A breeze blew up my skirt; making me shiver and bringing me back to the sunlit beer garden. The rest of the family were doing a fair job of acting like this was the norm, perhaps it will be, maybe I'm turning into a girl. What if they can't stop it happening? I sighed and took a sip of my lemonade, worrying won't help, but it is ironic, here I am growing boobs all on my own and poor Em is having to take bucket loads of pills because she does want her own boobs. It's not the being Gaby bit that bothers me that much; it's the physical equipment.
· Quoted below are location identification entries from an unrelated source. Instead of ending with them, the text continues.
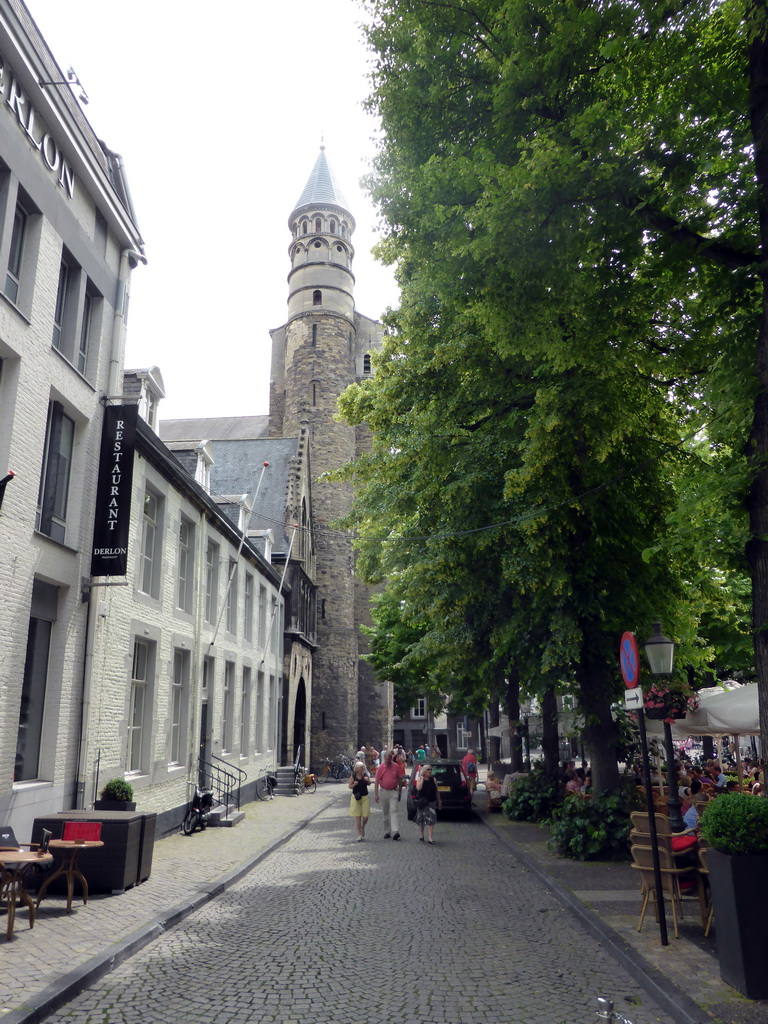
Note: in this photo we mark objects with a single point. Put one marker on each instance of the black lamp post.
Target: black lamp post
(660, 653)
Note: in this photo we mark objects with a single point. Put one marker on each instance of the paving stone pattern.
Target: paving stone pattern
(332, 931)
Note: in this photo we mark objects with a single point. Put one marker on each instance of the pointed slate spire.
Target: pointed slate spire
(322, 186)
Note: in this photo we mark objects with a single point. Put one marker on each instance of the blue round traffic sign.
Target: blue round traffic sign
(630, 660)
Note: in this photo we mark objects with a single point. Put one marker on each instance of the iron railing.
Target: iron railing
(223, 778)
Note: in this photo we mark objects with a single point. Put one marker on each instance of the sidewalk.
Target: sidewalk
(41, 969)
(683, 977)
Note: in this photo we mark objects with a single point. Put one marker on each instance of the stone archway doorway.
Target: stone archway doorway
(299, 720)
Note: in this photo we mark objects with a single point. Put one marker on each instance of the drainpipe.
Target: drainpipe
(129, 260)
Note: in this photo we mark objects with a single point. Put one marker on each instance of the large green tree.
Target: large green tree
(574, 197)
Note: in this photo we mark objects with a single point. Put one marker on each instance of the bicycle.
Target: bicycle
(304, 781)
(265, 784)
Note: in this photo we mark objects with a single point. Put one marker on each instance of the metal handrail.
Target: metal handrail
(225, 782)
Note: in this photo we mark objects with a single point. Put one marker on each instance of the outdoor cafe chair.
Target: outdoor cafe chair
(677, 884)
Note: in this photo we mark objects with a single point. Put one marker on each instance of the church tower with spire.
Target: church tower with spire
(324, 346)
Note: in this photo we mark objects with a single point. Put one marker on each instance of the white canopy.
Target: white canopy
(722, 713)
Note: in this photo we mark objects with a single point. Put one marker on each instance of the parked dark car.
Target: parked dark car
(452, 782)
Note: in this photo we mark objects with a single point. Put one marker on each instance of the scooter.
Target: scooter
(200, 810)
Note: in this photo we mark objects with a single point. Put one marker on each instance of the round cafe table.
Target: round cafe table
(70, 850)
(12, 891)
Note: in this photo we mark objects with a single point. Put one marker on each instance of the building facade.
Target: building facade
(142, 624)
(332, 697)
(69, 243)
(184, 652)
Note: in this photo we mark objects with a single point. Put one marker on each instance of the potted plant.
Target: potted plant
(116, 796)
(735, 829)
(670, 700)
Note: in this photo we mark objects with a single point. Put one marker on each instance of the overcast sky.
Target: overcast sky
(219, 123)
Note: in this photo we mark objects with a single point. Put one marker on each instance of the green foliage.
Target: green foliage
(736, 822)
(118, 788)
(562, 404)
(531, 798)
(595, 829)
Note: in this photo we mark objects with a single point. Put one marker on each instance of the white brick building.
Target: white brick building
(139, 673)
(69, 242)
(184, 652)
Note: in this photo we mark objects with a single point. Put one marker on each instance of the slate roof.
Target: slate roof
(214, 428)
(322, 186)
(237, 469)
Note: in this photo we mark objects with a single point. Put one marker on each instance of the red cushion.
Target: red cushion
(88, 830)
(680, 843)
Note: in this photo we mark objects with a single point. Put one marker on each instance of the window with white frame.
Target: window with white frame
(259, 728)
(179, 706)
(150, 559)
(248, 608)
(245, 713)
(463, 736)
(262, 616)
(86, 326)
(32, 710)
(54, 481)
(273, 627)
(420, 709)
(231, 598)
(23, 222)
(139, 715)
(212, 581)
(227, 706)
(272, 714)
(15, 255)
(185, 589)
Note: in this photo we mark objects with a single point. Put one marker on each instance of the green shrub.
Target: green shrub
(118, 788)
(736, 822)
(595, 829)
(531, 798)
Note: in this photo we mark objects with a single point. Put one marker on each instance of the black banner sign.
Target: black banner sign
(113, 517)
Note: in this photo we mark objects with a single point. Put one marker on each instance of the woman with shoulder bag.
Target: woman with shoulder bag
(359, 804)
(427, 803)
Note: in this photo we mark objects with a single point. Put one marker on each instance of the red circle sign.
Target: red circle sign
(630, 660)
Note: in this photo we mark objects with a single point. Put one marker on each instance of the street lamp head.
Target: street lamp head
(660, 652)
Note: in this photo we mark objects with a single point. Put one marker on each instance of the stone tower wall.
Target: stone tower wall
(320, 351)
(318, 367)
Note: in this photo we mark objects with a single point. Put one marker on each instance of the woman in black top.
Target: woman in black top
(426, 790)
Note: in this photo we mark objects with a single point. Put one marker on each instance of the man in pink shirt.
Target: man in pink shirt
(388, 781)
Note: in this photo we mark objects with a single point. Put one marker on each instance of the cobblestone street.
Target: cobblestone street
(330, 931)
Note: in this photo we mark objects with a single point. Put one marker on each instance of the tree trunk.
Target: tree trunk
(600, 740)
(513, 713)
(550, 739)
(495, 742)
(757, 548)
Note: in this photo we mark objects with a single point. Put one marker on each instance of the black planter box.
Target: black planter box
(740, 899)
(124, 860)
I went through the meal on some sort of autopilot. I vaguely remember ordering something and eating it, I think it was lamb cutlets but I was more than a bit pre occupied. I do remember the pudding though! Spotted Dick and custard, hmmmm! I even got to finish Mum's. Mum drove back to Gellifawr as Dad had a pint with his meal, Mum's turning into a right Michael Schumacher with the new car, I saw Dad grab the door handle a couple of times on the way back.

I wanted to text Mad when we got back, Dad reckoned we'd get a signal a bit up the lane but Mum put a halt to that idea insisting that the lane wouldn't be the safest place to walk in the gathering gloom. Well maybe she's right; I guess it'll wait. For the first time in weeks I actually checked my bosom when I got ready for bed. Without the restriction of the sports bra my little boobies stood out from my chest like a pair of slightly squashed coconut pyramids and about the same size! Now my secret is out I don't feel compelled to wear the damned bra all the time, so I took the opportunity to go to bed bra less. It was weird having my nipples rub on the sheets and the sensations they caused elsewhere.

The rents were still talking when slumber got the better of me around midnight and from conscious dreaming to unconscious, the subject remained the same, namely Drew or rather Gaby's mammaries. I hope the worry over this won't affect Mum; after all it was only last week that the doctors said that the big C seemed to be in full remission – I think that means she's cured. My last thoughts were of me, that's Drew turning up to a big race, I don't know what, winning it and then on the podium going ta-da and exposing my breasts! Weird or what!